DataFrames: obtaining the subset of rows by a set of values

iris |> 
Filter(Species -> Species == "versicolor") |>
Map((SepalLength, SepalWidth) -> SepalLength / SepalWidth)

This scares me a bit because it means that fast filtering would have to happen with variables themselves, named in the code, instead of with functions, due to the non-standard evaluation.
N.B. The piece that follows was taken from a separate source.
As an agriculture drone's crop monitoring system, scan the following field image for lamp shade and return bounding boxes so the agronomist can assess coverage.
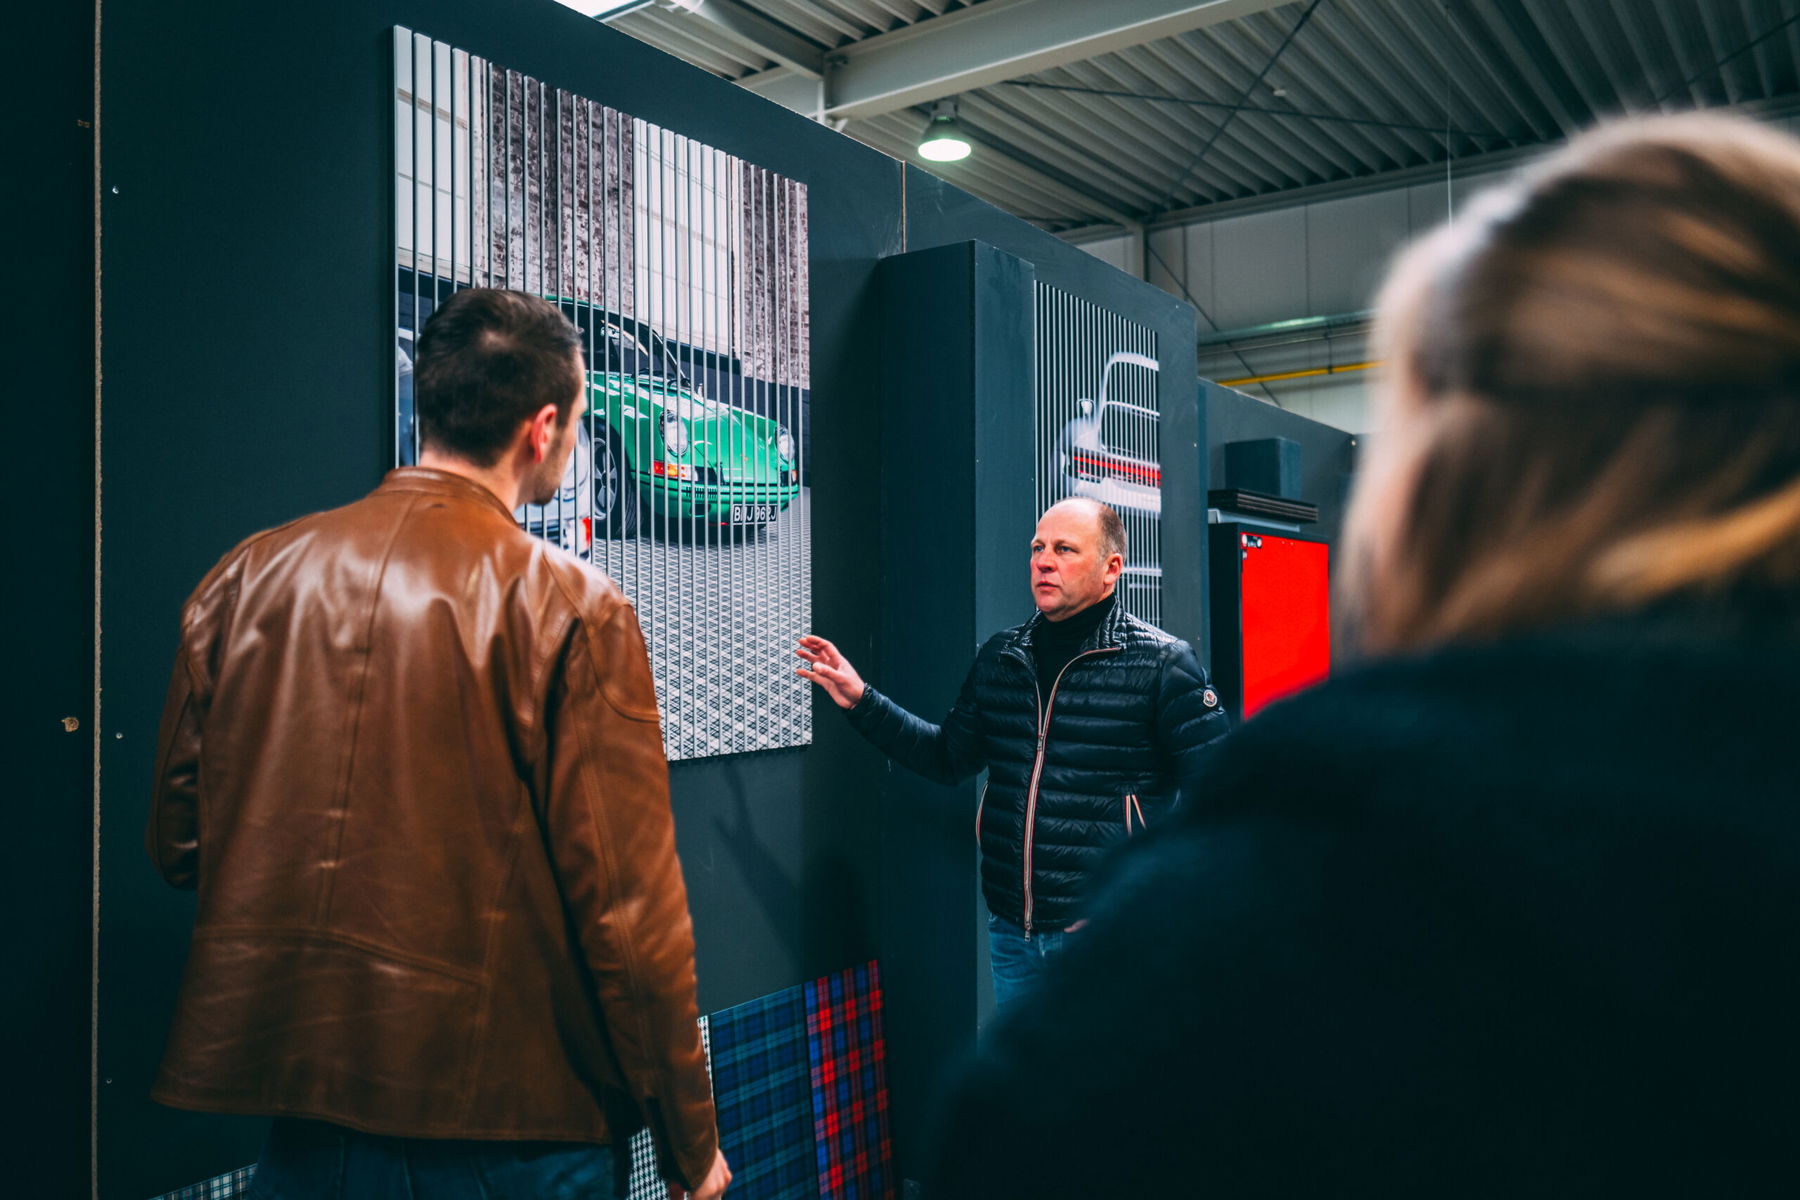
[918,103,972,162]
It’s an R-ism that I want to avoid if possible.

I’ve opened a WIP PR in DataFrames about using the select approach for combining results of a grouping operations: https://github.com/JuliaData/DataFrames.jl/pull/1601

Could you please clarify how to type in the Greek symbol on the REPL?

I tried \epsilon but this is not the correct symbol.

I mean the symbol that is written here: filter(row → row.col ∈ [1,2,3], df)

Thanks!

\in

When in doubt ask the REPL:

help?> ζ
"ζ" can be typed by \zeta<tab>

help?> ∈
"∈" can be typed by \in<tab>
3 Likes

That ∈([1,2,3]).(df.col) is some niiiiice syntax!

Specifically, nice for getting row number or index to create a @view of a dataframe. Views cant be made from the dataframe output of a filter or subset operation. This had me stumped for a while.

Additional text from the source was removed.